Formule frappante mais avec laquelle il est permis de ne pas être entièrement d’accord. Il est vrai que beaucoup de crimes pourraient être évités si la société donnait à chacun son dû. Que l’on pense aux règlements de compte entre dealers, des individus dont on a raté l’éducation à tous les niveaux (familial, scolaire, social) tout en leur proposant des modèles de consommation qui supposent d’importants moyens financiers. Que certains de ces ratés de notre société basculent dans des trafics illicites mais rémunérateurs, voire dans le crime, est dans l’ordre des choses. Mais croire qu’il suffirait d’instaurer une société juste pour que tous les citoyens deviennent doux comme des moutons est une vue de l’esprit. D’abord parce qu’on ne sait pas définir précisément la société juste. Et même si on le savait et qu’on était capable de la mettre en œuvre, tout porte à penser qu’il subsisterait des individus aux penchants criminels. C’était en tout cas le conviction des anarchistes comme Bakounine qui prévoyaient l’ostracisme pour tous ceux qui refuseraient de se plier aux règles communes (1).

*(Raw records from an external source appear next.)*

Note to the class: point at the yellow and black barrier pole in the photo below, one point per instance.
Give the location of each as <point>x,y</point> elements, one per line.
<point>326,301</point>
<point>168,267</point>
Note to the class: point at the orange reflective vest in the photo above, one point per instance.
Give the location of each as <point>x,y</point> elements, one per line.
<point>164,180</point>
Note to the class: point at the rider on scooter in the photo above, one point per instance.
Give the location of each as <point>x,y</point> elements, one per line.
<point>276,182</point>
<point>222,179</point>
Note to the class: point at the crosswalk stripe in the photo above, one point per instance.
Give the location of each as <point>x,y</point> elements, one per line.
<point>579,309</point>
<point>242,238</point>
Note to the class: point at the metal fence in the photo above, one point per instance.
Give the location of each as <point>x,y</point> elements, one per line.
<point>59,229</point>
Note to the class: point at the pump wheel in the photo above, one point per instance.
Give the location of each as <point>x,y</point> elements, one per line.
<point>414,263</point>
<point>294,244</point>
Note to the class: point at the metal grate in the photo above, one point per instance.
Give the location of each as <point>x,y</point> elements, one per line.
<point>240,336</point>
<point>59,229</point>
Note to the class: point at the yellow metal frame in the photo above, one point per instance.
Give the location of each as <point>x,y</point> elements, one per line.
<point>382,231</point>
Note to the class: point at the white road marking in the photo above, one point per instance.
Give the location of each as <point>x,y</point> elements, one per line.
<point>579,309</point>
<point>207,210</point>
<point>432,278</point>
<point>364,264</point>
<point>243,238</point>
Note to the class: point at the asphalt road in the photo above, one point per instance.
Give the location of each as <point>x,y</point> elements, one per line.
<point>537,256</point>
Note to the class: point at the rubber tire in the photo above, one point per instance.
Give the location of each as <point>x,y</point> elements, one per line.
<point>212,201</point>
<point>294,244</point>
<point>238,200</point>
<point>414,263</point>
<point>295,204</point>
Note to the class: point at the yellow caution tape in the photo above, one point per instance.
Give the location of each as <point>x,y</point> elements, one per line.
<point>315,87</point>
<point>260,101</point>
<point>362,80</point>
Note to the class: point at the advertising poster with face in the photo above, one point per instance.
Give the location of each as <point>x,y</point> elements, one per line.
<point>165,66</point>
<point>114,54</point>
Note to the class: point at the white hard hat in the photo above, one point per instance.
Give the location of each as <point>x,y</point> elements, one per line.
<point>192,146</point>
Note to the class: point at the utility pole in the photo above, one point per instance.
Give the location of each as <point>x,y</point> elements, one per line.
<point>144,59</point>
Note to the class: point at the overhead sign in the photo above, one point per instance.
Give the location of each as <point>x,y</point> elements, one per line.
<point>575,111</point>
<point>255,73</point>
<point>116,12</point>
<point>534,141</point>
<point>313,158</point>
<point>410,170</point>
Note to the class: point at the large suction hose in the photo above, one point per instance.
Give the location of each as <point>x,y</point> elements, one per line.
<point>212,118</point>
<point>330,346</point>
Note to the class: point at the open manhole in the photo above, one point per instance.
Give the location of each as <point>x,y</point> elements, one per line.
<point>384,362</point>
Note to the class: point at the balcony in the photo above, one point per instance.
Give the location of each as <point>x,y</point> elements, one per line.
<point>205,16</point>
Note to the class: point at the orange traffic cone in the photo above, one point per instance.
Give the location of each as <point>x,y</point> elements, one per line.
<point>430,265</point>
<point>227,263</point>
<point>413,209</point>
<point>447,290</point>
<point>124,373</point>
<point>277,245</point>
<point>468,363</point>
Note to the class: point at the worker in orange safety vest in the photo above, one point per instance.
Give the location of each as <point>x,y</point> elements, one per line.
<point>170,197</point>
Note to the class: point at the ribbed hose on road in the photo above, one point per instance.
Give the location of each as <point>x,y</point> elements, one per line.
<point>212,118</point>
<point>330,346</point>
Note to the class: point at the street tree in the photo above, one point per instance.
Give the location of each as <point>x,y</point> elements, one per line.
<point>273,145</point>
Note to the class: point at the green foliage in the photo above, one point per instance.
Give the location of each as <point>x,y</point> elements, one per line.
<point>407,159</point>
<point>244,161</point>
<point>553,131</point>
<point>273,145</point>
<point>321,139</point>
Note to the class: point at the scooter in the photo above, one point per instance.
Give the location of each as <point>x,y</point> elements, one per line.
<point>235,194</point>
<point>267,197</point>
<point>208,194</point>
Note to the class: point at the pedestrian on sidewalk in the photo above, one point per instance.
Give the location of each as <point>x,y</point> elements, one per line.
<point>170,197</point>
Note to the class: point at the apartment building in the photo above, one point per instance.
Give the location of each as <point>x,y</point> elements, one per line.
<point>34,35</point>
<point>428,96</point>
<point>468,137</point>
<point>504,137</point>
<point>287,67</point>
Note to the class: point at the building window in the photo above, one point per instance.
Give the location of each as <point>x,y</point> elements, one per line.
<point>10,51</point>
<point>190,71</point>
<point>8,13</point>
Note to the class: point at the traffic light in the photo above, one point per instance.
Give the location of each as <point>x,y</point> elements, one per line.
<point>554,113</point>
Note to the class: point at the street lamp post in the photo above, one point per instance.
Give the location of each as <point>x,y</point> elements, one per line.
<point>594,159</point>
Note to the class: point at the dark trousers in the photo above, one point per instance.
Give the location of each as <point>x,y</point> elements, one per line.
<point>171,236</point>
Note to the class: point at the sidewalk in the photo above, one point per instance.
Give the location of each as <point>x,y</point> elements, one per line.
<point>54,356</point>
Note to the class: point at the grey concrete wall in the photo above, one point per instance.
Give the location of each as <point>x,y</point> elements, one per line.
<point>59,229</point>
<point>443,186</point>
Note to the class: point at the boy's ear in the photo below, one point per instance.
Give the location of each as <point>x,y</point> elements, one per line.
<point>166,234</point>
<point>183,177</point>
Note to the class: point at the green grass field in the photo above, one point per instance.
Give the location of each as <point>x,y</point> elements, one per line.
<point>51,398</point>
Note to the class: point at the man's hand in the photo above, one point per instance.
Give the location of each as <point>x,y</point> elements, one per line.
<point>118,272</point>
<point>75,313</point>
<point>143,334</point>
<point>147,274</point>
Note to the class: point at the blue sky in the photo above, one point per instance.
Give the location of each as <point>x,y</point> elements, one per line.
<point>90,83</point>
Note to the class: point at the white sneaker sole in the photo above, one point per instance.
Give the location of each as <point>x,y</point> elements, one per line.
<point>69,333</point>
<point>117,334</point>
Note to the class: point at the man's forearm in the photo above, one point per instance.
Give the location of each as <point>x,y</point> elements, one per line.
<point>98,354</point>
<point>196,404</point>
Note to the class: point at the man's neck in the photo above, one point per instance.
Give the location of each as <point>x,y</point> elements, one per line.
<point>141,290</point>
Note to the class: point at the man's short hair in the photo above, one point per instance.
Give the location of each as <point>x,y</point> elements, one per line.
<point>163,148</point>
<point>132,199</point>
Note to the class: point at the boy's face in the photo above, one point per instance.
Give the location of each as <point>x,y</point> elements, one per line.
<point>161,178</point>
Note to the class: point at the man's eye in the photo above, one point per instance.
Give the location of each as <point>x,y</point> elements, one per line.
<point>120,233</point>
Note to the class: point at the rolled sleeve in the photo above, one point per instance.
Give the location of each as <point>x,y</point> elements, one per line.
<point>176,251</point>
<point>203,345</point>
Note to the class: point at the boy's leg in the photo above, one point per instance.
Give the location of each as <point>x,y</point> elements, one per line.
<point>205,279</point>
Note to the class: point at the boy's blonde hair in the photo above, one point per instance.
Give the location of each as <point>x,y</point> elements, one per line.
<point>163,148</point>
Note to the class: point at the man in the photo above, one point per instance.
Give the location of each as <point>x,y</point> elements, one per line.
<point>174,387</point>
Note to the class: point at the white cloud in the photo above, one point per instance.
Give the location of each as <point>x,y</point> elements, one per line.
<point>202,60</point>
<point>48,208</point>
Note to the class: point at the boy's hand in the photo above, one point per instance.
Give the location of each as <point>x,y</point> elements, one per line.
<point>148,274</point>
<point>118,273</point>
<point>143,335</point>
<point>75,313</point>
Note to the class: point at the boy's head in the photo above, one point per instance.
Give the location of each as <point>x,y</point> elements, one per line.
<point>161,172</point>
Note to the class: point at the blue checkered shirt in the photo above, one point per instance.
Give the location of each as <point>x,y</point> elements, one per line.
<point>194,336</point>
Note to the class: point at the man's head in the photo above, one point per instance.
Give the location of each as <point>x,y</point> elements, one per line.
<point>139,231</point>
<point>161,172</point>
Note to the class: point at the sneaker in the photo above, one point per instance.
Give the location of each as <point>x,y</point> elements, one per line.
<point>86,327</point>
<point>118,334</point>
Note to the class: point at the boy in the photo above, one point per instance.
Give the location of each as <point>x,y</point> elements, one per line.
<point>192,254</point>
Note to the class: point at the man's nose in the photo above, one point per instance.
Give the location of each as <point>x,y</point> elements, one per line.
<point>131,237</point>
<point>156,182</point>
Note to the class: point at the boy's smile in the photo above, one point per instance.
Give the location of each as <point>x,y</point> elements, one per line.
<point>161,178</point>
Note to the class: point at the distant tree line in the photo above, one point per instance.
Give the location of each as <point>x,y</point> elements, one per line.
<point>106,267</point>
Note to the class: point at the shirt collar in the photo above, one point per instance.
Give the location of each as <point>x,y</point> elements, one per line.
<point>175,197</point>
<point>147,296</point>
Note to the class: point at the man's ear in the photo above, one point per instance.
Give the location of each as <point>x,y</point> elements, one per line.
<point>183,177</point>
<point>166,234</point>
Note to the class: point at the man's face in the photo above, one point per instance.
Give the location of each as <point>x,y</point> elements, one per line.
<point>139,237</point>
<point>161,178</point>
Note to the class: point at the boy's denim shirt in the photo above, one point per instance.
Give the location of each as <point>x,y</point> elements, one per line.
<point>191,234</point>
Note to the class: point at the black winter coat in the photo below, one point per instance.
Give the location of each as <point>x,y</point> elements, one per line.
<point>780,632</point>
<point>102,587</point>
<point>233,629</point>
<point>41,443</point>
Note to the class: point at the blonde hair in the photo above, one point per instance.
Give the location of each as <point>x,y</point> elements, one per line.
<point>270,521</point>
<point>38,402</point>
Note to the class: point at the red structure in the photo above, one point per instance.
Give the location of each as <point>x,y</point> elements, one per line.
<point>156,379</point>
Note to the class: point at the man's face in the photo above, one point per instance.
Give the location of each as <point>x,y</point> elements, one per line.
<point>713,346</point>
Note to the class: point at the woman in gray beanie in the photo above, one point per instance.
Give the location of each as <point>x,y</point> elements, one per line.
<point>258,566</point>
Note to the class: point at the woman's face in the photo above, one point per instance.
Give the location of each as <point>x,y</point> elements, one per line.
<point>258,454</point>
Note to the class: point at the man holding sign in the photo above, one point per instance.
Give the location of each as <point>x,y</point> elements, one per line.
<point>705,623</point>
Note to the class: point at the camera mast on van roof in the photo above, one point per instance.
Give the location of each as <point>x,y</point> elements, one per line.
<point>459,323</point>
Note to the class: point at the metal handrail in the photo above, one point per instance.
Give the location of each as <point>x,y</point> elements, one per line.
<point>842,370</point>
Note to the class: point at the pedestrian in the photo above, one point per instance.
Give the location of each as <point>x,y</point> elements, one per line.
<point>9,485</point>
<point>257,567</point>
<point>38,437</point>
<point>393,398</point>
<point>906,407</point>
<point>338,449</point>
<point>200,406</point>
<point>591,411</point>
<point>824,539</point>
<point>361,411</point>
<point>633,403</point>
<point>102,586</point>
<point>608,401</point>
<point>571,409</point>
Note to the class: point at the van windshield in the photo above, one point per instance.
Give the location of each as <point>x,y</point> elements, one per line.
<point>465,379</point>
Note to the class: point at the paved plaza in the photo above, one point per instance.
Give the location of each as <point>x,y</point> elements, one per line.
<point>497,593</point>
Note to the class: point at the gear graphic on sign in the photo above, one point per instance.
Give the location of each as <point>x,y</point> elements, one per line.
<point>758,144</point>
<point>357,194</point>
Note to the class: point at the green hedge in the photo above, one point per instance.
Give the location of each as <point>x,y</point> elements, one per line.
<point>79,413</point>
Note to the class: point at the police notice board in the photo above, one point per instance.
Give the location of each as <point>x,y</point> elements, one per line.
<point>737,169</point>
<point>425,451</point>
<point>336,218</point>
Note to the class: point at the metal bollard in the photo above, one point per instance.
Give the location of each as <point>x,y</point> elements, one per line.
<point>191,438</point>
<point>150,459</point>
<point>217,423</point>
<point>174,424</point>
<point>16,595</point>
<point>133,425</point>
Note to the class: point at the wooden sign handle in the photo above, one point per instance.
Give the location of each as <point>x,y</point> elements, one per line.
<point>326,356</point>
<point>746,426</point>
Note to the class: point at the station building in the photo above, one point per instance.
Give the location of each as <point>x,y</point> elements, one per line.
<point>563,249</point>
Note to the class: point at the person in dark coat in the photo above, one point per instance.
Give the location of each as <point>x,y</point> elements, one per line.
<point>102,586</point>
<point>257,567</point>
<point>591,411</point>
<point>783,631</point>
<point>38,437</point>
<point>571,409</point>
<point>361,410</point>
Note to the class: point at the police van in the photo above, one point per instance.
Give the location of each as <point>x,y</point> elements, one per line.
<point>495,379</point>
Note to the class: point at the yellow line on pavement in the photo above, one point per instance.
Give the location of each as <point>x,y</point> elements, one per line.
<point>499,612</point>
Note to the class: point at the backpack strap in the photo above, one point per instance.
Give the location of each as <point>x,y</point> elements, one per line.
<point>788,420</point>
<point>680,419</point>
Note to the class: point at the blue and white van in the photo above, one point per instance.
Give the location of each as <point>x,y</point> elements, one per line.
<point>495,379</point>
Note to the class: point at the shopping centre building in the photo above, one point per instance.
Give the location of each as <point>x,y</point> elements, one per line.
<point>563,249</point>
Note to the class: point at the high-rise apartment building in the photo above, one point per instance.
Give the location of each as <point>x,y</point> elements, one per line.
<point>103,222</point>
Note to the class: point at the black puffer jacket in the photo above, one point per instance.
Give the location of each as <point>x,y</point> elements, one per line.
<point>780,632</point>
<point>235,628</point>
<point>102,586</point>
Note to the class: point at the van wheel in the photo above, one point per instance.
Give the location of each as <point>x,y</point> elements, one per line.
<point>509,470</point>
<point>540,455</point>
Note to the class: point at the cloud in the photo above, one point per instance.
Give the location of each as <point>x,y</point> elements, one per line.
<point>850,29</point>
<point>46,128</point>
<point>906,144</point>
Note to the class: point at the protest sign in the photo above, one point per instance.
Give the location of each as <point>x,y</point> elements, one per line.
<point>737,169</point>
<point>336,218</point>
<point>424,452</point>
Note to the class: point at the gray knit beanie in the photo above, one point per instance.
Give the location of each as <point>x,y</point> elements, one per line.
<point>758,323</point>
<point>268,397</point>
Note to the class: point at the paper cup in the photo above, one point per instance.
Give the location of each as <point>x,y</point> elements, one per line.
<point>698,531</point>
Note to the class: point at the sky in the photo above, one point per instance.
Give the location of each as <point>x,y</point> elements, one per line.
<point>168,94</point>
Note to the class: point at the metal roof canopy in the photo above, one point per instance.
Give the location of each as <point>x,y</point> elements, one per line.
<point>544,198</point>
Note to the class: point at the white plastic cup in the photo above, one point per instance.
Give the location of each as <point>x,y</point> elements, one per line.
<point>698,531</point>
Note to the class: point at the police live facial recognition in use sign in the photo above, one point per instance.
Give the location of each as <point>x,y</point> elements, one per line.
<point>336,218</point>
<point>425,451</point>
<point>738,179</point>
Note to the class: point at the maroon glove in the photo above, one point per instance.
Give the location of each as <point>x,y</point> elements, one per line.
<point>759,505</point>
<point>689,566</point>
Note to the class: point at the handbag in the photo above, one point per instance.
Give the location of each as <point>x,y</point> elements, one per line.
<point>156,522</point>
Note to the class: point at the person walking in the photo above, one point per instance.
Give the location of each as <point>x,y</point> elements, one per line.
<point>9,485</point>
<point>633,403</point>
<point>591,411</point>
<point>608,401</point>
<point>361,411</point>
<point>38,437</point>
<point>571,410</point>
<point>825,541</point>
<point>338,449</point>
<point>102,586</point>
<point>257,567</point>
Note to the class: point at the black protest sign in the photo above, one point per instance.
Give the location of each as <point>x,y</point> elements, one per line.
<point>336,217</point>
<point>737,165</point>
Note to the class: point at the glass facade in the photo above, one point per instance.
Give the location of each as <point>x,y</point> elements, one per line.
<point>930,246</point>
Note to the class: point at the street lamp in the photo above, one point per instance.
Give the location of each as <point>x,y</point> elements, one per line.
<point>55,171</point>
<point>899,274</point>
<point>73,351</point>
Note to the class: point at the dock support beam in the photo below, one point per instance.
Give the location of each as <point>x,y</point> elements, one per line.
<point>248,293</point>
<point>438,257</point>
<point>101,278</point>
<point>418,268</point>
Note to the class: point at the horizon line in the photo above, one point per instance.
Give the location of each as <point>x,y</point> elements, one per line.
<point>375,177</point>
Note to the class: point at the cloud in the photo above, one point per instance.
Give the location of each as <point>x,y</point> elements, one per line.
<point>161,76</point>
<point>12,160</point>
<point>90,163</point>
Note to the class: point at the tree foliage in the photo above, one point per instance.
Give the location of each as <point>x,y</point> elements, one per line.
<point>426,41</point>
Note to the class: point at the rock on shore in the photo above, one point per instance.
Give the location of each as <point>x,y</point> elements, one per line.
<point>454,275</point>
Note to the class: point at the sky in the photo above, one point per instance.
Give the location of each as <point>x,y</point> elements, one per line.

Adversaire de la peine de mort, Jaurès était également pacifiste, on le sait. On relève ainsi, dans un discours de distribution des prix prononcé le 30 juillet (30 juillet!) 1903, au lycée d’Albi, le même où il avait enseigné au début de sa carrière, cette sentence remarquable : « L’humanité est maudite si pour faire preuve de courage elle est condamnée à tuer éternellement ». On se souvient que l’engagement pacifiste de Jaurès fut la cause de sa mort, de son assassinat plus exactement à la veille de la guerre de 14. C’est là-dessus que se termine le spectacle : le comédien est figé au fond de la scène, on entend un coup de feu, puis le roulement des canons.
Jean-Claude Drouot (choix des textes, mise en scène, interprétation) : Jean-Jaurès – Une voix, une parole, une conscience. En tournée au Théâtre municipal, Fort-de-France, les 22, 23 et 24 février 2024 à 19h30.
(1) Précision : l’anarchisme n’est pas contre les règles, simplement contre l’État. Concrètement, chez Bakounine, faute de police chaque citoyen est autorisé à exécuter le criminel qui refuserait de quitter la communauté anarchiste. On est bien loin de Jaurès et de ses rêveries rousseauistes.